The ErbB family of receptors, which include the
epidermal growth factor receptor (EGFR), ErbB2, ErbB3, and ErbB4
mediate the actions of a family of bioactive polypeptides. EGF signals
through EGFR, whereas heregulin (HRG) signaling is initiated through
binding to either ErbB3 or ErbB4. In this report we studied the role of protein-tyrosine phosphatase SHP-2 in ErbB-mediated activation of
mitogen-activated protein kinase (MAPK) by overexpressing SHP-2 mutants
in COS-7 cells. We demonstrate that enzymatic activity and both
NH2- and COOH-terminal SH2 domains of SHP-2 are
required for EGF-induced MAPK activation, but not for c-Jun
amino-terminal kinase stimulation or MAPK activation which occurred in
response to myristoylated son of sevenless, activated Ras, or phorbol
ester.
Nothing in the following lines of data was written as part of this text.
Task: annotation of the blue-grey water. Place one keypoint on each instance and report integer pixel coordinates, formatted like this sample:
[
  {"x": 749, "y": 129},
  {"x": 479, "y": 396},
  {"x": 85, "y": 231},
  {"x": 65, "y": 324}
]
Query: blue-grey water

Dominant-negative forms of SHP-2 had no effect on EGF-stimulated interaction of GRB2 with EGFR or SHC, nor did they influence
phosphorylation of SHC and SHC/EGFR association. The same mutant SHP-2
structures that inhibited EGF-mediated stimulation of MAPK also blocked
HRG
/
-induced MAPK activation. EGF or HRG
caused SHP-2 SH2
domains to engage multiple phosphotyrosine proteins, and mutation of
either domain disrupted these associations. These results demonstrate that SHP-2 performs a common and essential function(s) in
ligand-stimulated MAPK activation by the ErbB family of receptors.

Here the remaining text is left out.